LE CHIEN DE CAMARGUE...
C’est l’histoire d’un jeune chien Camarguais de couleur chocolat que l’on appelait « le Fada», il était reconnaissable à sa tête d’espéloufi et sa tronche d’esque ! Il cascaillait de longue et avait l’art d’agacer son entourage. Il passait ses journées avec la plantureuse et fougueuse «Cagole » de type bergère, de deux ans sa cadette, testarde comme une closque et également répoutégaïre. Microcéphale tous les deux, ils avaient autant de bon sens qu’un âne cornu ! Les deux compères, escournifleurs, n’avaient de cesse que de s’escamper pour parcourir leur Camargue natale et faire mille couillonneries.

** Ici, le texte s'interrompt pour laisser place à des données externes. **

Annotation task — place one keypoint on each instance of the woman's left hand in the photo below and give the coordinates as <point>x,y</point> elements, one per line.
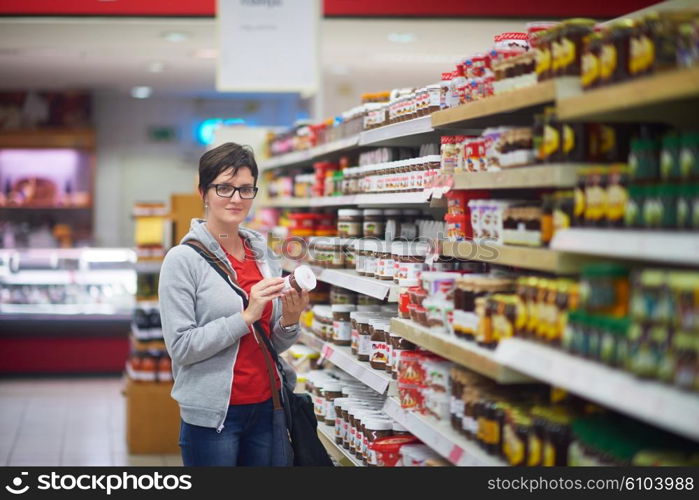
<point>293,304</point>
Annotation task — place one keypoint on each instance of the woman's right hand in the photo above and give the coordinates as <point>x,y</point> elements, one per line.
<point>261,293</point>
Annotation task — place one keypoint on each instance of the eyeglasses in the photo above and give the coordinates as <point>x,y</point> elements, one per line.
<point>227,191</point>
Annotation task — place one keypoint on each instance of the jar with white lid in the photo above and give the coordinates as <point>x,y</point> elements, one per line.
<point>373,223</point>
<point>331,391</point>
<point>349,223</point>
<point>374,429</point>
<point>393,219</point>
<point>342,325</point>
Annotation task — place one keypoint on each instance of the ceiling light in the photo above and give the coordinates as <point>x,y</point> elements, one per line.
<point>156,67</point>
<point>401,37</point>
<point>175,36</point>
<point>205,53</point>
<point>141,92</point>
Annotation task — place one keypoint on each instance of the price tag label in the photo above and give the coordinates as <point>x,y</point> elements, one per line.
<point>455,454</point>
<point>326,352</point>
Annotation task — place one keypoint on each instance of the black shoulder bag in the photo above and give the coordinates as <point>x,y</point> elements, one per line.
<point>300,419</point>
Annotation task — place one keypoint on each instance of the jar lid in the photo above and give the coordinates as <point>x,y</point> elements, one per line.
<point>332,386</point>
<point>376,424</point>
<point>343,308</point>
<point>397,427</point>
<point>399,247</point>
<point>305,277</point>
<point>372,211</point>
<point>348,212</point>
<point>418,248</point>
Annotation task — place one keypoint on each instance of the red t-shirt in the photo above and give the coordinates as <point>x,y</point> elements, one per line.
<point>250,376</point>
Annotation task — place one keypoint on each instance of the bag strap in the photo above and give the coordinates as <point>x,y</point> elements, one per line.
<point>257,330</point>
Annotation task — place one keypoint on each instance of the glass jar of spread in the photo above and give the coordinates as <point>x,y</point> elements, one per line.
<point>364,339</point>
<point>373,223</point>
<point>377,357</point>
<point>349,223</point>
<point>591,61</point>
<point>410,260</point>
<point>354,332</point>
<point>399,346</point>
<point>357,431</point>
<point>340,405</point>
<point>384,263</point>
<point>342,326</point>
<point>322,322</point>
<point>575,34</point>
<point>339,295</point>
<point>375,429</point>
<point>335,256</point>
<point>331,391</point>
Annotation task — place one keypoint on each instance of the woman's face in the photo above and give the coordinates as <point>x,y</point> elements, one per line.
<point>234,210</point>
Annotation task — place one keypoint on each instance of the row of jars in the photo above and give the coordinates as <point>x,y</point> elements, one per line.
<point>354,411</point>
<point>412,174</point>
<point>384,260</point>
<point>366,330</point>
<point>421,102</point>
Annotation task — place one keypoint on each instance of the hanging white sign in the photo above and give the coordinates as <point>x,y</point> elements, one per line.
<point>268,45</point>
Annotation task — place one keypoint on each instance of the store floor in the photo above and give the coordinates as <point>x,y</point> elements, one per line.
<point>67,421</point>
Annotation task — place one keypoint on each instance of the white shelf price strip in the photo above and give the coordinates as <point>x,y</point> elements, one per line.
<point>329,434</point>
<point>368,286</point>
<point>657,246</point>
<point>440,437</point>
<point>342,358</point>
<point>651,401</point>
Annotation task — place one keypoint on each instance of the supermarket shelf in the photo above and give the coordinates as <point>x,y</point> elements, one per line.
<point>310,340</point>
<point>306,156</point>
<point>17,208</point>
<point>342,456</point>
<point>399,134</point>
<point>148,266</point>
<point>412,198</point>
<point>343,358</point>
<point>441,437</point>
<point>459,351</point>
<point>346,278</point>
<point>286,160</point>
<point>653,402</point>
<point>657,246</point>
<point>349,279</point>
<point>672,96</point>
<point>553,175</point>
<point>288,202</point>
<point>541,259</point>
<point>484,113</point>
<point>327,201</point>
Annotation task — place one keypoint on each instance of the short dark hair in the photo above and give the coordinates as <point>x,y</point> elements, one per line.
<point>226,156</point>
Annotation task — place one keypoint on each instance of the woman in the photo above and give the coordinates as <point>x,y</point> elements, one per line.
<point>222,383</point>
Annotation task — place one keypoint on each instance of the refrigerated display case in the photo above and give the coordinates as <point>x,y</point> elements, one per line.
<point>65,310</point>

Le Fada se sentait l’âme Camarguaise, un véritable abioùli, il rêvait de devenir Gardian ! Cette idée farfelue faisait mourir de rire « La Cagole» qui pensait que ce nabot et ses airs d’ensuqué avait des prétentions démesurées. Le Fada lui pensait que les batailles de la vie ne sont pas toujours gagnés par les plus forts, ni par les plus rapides mais par ceux qui n’abandonne jamais. Il avait donc décidé de vivre pleinement son aventure quoi qu’on puisse en penser !
Inutile de vous dire que leurs maitres n’avaient pas toujours le dessus face à ces deux cabourds, aussi pour les estourbir, ils les emmenaient courir régulièrement au cœur de la Camargue.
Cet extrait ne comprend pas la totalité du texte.